Farmergeorge said "A lot of people seem to think that a retail/service dependant economy is a good thing. I don’t necessarily agree.
A weak Canadian dollar is a good thing. It makes goods produced here more competitive on the world market encouraging export and encouraging domestic consumption of goods and product produced domestically.
A weak canadian dollar also makes imported product more expensive discouraging purchase and consumption of imported goods and discouraging people from holidaying abroad in turn supporting Canadian business and jobs.
Under the current weak Canadian dollar my own agricultural production is worth more and is priced largely at a competitive advantage especially compared against American product. On the downside things that I may buy such as imported equipment are much more expensive which encourages me to seek out and buy Canadian made product where possible therefore supporting the Canadian economy which I think is positive.
I have lived through many years struggling under a strong currency ( and excessive regulation) which is largely the reason that we moved our own business to Canada to become more competitive.

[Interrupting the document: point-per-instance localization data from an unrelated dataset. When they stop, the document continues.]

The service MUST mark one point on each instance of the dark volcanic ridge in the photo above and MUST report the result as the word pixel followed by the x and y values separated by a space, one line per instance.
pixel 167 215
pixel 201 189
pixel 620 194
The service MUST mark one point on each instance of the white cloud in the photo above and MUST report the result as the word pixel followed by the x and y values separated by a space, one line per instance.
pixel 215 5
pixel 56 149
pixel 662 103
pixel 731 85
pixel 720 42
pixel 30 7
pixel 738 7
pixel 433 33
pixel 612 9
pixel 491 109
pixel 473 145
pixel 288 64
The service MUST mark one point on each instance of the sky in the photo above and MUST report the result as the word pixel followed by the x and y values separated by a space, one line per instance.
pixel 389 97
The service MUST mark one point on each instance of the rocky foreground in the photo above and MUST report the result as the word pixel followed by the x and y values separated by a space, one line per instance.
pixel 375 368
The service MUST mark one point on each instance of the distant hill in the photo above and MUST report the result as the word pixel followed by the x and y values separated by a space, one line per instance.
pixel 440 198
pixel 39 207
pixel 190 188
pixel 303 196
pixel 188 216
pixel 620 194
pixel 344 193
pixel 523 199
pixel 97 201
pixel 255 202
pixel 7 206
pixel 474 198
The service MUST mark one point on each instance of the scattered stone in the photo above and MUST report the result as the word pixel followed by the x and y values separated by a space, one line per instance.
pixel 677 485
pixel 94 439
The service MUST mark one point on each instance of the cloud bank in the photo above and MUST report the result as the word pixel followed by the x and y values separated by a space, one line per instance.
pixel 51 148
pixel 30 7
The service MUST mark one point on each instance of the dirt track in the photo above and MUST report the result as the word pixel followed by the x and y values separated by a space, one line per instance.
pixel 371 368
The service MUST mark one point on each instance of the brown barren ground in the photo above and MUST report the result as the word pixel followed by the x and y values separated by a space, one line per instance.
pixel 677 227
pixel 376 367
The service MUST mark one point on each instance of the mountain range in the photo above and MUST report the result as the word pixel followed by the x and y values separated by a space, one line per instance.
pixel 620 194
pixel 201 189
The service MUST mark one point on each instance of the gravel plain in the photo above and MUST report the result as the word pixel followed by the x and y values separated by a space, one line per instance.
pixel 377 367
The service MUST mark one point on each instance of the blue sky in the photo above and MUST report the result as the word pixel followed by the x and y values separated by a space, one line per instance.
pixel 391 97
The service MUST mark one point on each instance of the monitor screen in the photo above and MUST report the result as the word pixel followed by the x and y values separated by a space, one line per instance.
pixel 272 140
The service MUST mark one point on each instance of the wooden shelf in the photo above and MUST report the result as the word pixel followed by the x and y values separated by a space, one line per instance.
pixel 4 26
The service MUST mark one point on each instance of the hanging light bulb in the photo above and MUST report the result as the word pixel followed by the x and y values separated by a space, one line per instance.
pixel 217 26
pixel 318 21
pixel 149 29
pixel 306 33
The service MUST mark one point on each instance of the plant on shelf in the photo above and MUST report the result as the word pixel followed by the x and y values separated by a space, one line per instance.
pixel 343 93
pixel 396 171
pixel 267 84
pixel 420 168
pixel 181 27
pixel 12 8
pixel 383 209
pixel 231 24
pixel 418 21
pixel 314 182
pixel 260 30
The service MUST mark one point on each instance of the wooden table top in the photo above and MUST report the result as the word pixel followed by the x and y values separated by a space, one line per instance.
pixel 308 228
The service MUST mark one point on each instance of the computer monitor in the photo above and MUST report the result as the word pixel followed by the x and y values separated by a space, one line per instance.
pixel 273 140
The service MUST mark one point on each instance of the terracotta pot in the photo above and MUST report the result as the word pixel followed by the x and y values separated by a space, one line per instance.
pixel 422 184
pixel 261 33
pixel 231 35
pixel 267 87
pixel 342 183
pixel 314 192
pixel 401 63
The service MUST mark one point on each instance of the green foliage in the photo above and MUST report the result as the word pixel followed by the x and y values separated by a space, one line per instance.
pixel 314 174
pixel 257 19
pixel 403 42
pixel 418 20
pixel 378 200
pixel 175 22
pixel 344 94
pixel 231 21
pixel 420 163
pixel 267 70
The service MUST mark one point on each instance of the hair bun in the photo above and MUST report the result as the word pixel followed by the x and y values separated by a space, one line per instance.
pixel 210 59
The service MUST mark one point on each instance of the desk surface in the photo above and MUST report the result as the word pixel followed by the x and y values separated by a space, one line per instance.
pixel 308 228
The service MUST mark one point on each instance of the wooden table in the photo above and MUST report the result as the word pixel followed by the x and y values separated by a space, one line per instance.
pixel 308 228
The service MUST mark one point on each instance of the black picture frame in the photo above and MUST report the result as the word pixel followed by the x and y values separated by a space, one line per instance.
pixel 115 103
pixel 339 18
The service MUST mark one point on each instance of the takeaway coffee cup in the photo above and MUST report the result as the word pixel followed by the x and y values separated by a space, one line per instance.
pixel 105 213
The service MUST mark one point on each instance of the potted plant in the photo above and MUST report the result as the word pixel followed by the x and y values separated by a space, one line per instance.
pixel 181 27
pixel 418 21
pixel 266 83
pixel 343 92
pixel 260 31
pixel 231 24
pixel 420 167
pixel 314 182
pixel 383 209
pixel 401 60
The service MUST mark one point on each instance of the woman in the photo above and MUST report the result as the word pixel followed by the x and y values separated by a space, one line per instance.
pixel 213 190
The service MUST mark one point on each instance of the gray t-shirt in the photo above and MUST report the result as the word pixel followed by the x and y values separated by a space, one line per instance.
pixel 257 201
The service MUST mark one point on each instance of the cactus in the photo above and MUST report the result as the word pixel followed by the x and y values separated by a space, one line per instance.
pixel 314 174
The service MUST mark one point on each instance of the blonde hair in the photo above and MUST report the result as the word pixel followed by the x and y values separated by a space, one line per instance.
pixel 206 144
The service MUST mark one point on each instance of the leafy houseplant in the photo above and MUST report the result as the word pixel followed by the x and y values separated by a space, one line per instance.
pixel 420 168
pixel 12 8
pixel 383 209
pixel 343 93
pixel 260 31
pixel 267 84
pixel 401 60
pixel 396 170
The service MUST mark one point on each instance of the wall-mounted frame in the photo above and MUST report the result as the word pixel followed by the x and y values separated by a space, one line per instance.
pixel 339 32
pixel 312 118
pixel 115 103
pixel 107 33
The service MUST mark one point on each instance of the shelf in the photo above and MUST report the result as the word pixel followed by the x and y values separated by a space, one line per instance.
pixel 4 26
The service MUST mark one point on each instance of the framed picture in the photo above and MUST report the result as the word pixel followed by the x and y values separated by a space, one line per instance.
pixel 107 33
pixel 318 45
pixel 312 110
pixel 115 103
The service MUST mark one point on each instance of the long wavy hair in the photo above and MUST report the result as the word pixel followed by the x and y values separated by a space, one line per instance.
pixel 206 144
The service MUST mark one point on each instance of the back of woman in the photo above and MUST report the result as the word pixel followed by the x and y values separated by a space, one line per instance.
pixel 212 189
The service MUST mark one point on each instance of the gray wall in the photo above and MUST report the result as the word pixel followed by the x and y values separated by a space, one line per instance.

As far as interest rates go it’s a double edged sword, low interest rates in theory encourage consumer borrowing and spending , the trouble is that consumer and national borrowing is now excessive and has been for some years, an inevitable and probably small interest rate rise would make much current debt at unfixed rates unserviceable and that is the risk that we face asa country. Higher interest rates encourage consumer saving and encourages people to consider their spending habits more carefully, as individuals wealth grows the economy should grow with it. It’s about the need to find the elusive happy medium. "
I agree with what you say about interest rates. There's an elusive middle ground that seem unattainable. What we have right now is unsustainable, supposedly, except we've been here for well over a decade. They keep saying the crunch is going to happen, but it never does... yet.
I'm interested in what you say about the service/retail economy. I feel like that too - in anything this pandemic has shown us that much of those types of services are fabricated demand (i.e. we really don't need them in the long run), but also lots is at stake if those associated jobs evaporate. Lots of people work at menial jobs in those industries, so what happens to them? Or will it right itself in the end - there's less need for income generally if there's less discretionary spending on those good and services, ergo there's generally less need for employment generally?
I'm curious to know what you envision the end result could be!